SPD-Senat ohne Konzept gegen die wachsende Vermüllung der Elbinseln!?

Auf der gestrigen Sitzung des Regionalausschusses Wilhelmsburg/Veddel zeigte sich wieder einmal, wie wenig ernst es der SPD-Senat mit einer positiven Entwicklung der Elbinsel meint. Im Rahmen der Behandlung des Themas „Vermüllung der Elbinseln“ waren Vertreter der Stadtreinigung und des Bezirksamts Hamburg-Mitte zu Gast, um den anwesenden Mitgliedern des Ausschusses Rede und Antwort zur Müllsituation auf den Elbinseln zu stehen. Dabei zeichneten sie ob der mangelnden Ausstattung durch die Fachbehörden ein düsteres und hilfloses Bild der Situation und ihrer Handlungsmöglichkeiten.

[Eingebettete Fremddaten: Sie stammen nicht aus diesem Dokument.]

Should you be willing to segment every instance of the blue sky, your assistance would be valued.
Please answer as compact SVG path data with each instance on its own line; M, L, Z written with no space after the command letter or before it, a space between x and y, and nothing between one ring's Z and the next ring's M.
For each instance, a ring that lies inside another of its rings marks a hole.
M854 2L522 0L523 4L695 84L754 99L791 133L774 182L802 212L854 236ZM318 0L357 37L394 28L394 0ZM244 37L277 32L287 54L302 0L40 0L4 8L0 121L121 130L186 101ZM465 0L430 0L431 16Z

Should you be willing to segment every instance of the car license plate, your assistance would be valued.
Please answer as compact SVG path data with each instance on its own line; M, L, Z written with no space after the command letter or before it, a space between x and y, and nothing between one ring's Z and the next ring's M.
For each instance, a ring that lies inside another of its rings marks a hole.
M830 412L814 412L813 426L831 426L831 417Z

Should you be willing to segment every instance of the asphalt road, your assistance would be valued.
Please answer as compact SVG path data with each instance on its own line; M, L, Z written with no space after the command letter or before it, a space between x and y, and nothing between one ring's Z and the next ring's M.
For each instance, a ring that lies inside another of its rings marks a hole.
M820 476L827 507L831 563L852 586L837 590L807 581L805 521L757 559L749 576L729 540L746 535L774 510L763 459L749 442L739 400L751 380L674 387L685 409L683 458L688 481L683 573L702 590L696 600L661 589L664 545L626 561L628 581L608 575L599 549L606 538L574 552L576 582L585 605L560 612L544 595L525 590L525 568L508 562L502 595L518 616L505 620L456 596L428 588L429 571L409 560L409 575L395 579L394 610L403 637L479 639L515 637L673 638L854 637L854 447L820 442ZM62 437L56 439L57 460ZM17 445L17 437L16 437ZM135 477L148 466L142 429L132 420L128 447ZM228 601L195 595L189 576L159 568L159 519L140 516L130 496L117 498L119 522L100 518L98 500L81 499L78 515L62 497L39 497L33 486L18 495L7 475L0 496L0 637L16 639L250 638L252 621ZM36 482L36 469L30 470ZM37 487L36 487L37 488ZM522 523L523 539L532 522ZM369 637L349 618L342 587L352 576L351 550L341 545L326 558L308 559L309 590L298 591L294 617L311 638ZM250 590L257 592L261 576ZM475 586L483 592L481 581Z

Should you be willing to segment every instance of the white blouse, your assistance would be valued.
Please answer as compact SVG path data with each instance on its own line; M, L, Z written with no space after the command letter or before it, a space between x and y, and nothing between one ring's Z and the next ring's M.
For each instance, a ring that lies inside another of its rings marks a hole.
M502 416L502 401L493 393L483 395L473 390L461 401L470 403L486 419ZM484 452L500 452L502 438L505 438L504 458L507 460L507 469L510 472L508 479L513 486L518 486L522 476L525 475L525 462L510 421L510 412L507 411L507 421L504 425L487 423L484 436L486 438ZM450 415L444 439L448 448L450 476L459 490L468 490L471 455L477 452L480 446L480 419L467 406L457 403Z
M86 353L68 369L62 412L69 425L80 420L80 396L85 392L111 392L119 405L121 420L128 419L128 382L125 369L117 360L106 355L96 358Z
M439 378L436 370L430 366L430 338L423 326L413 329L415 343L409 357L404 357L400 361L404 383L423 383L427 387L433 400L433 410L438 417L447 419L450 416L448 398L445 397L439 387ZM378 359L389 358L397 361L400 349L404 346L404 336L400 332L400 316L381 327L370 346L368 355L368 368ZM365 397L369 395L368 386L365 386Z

Beide Referenten beklagten sich unisono über die deutliche Abnahme des Etats, der ihnen vom SPD geführten Senat zur Bekämpfung des Mülls und der Reinigung der Grünanlagen und der öffentlichen Wege zur Verfügung gestellt wird. Beispielsweise kann das Bezirksamt Hamburg-Mitte aktuell nur auf drei Mitarbeiter zurückgreifen, die für die Reinigung des Straßenbegleitgrüns und der Grünanlagen auf Wilhelmsburg und der Veddel zuständig sind.

Auf Nachfrage des Sprechers der CDU-Fraktion im Regionalausschuss Wilhelmsburg/Veddel, Jörn Frommann, machten die beiden Referenten ebenfalls klar, dass mit der durch die SPD-geführten Behörde durchgeführten Streichung der Gruppe „Stadtteilpflege“, die sich über viele Jahre mit der Unterstützung vieler Ehrenamtlicher um eine Verbesserung der Müllsituation im Stadtteil gekümmert hatte, absolut kontraproduktiv war. Dies wiegt umso mehr, als dass die SPD-Wilhelmsburg bereits im letzten Jahr eine Initiative der CDU gestoppt hatte, die sich gemeinsam mit den anderen Fraktionen für den Erhalt dieser erfolgreichen Projektgruppe einsetzen wollte.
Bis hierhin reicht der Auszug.